Le maire de Chartres a insisté sur la nécessité de considérer les parcours individuels derrière les chiffres. « Derrière les chiffres, il y a des femmes, des paroles, des parcours et des souffrances présumées qui doivent être entendus et considérés avec le plus grand sérieux. Il y a aussi la nécessité de garantir à la justice la sérénité nécessaire pour faire son travail », a-t-il déclaré.
Pour Ladislas Vergne, Patrick Bruel « doit entendre ce qui se passe » et « prendre du recul ». Il appelle le chanteur à retirer sa venue de Chartres, tout en laissant une porte ouverte pour l’avenir. « S’il revient dans un an : pas de problème. Parce qu’il sera blanchi. Mais pas aujourd’hui, pas dans ce contexte », a-t-il expliqué à France Télévisions.
Une tournée maintenue malgré les appels à la mobilisation
Cette annonce intervient alors que le magazine people Voici affirme dans son numéro à paraître vendredi que Patrick Bruel a l’intention de maintenir sa tournée d’automne, malgré les appels à la mobilisation de collectifs féministes. La tournée de 35 dates doit s’étaler du 2 octobre au 21 novembre et passera par de très grandes salles françaises, dont le Zénith de Paris.
Le chanteur de « Casser la voix » avait pourtant annulé fin mai tous ses concerts jusqu’en septembre, après une multiplication de témoignages et d’accusations. Il prévoit désormais d’entamer cette série de concerts pour célébrer les 35 ans de l’album « Alors regarde ».

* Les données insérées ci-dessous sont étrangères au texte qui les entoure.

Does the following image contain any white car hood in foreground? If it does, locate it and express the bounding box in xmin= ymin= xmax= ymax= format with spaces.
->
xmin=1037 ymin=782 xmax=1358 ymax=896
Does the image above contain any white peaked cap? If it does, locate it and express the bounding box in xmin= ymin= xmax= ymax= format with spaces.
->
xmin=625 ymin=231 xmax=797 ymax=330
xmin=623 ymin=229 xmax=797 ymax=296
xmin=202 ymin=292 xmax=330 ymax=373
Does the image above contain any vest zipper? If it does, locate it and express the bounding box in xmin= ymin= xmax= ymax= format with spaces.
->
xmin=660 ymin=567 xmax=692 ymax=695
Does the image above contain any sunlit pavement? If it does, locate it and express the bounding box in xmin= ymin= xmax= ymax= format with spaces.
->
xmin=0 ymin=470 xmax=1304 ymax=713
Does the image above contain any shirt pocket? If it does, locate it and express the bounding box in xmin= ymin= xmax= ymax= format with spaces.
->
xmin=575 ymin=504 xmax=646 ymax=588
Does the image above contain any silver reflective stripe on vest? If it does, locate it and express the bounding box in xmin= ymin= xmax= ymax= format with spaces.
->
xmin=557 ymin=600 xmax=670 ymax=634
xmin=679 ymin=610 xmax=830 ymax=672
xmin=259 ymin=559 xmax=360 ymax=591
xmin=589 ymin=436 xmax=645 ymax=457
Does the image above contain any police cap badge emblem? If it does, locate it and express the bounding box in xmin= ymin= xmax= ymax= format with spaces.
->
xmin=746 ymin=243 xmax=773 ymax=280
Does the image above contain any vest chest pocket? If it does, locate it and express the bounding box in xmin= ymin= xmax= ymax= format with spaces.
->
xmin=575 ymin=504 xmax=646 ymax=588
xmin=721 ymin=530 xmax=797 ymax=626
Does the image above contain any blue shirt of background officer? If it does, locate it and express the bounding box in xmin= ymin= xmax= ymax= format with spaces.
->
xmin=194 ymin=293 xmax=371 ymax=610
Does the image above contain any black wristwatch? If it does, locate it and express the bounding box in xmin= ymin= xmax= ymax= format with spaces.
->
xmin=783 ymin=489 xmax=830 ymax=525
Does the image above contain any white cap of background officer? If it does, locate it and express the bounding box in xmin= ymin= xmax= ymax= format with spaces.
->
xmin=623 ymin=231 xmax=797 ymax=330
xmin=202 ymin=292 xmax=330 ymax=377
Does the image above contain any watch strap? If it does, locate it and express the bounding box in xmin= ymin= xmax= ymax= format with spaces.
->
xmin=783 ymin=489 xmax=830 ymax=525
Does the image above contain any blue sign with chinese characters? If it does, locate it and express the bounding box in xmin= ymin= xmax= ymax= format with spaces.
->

Les pressions se sont intensifiées ces dernières semaines. Des collectifs féministes avaient déjà obtenu l’annulation de représentations de la pièce de théâtre dans laquelle jouait Patrick Bruel à Paris fin mai. La question de sa présence sur scène divise désormais les municipalités et les organisateurs de spectacles.
Une situation judiciaire complexe
Patrick Bruel est mis en examen dans quatre dossiers de violences sexuelles et a été placé sous le statut de témoin assisté dans quatre autres. Ce mercredi, une avocate de plaignantes, Me Myriam Guedj-Benayoun, a assuré avoir déposé une nouvelle plainte pour tentative de viol contre le chanteur. Elle a également indiqué que de nouveaux témoignages seront livrés à la justice en septembre.
Le nombre de plaintes a considérablement augmenté depuis le début de l’affaire. Une nouvelle plainte pour viol sur une victime mineure a notamment été déposée, portant le total à 32 selon les informations relayées par le maire de Chartres. Cette accumulation de procédures judiciaires place les organisateurs de spectacles dans une position délicate, entre respect de la présomption d’innocence et prise en compte de la gravité des accusations.
La décision de la ville de Chartres pourrait créer un précédent. D’autres municipalités pourraient être tentées de suivre cet exemple, alors que la tournée prévoit des passages dans de nombreuses grandes villes françaises. La question de l’opportunité de maintenir ces concerts se pose désormais avec acuité, tant pour les producteurs que pour les élus locaux.
Le maire de Chartres a résumé sa position en une phrase : « La présomption d’innocence ne doit jamais conduire à faire taire la parole de celles qui affirment avoir été victimes. » Une position qui illustre la tension entre les principes juridiques fondamentaux et la prise en compte des mouvements sociaux contemporains.
En attendant, Patrick Bruel n’a pas encore réagi publiquement à cette interdiction. La tournée, si elle est maintenue, devra désormais trouver une nouvelle ville pour son concert d’ouverture, prévu initialement le 2 octobre à Chartres.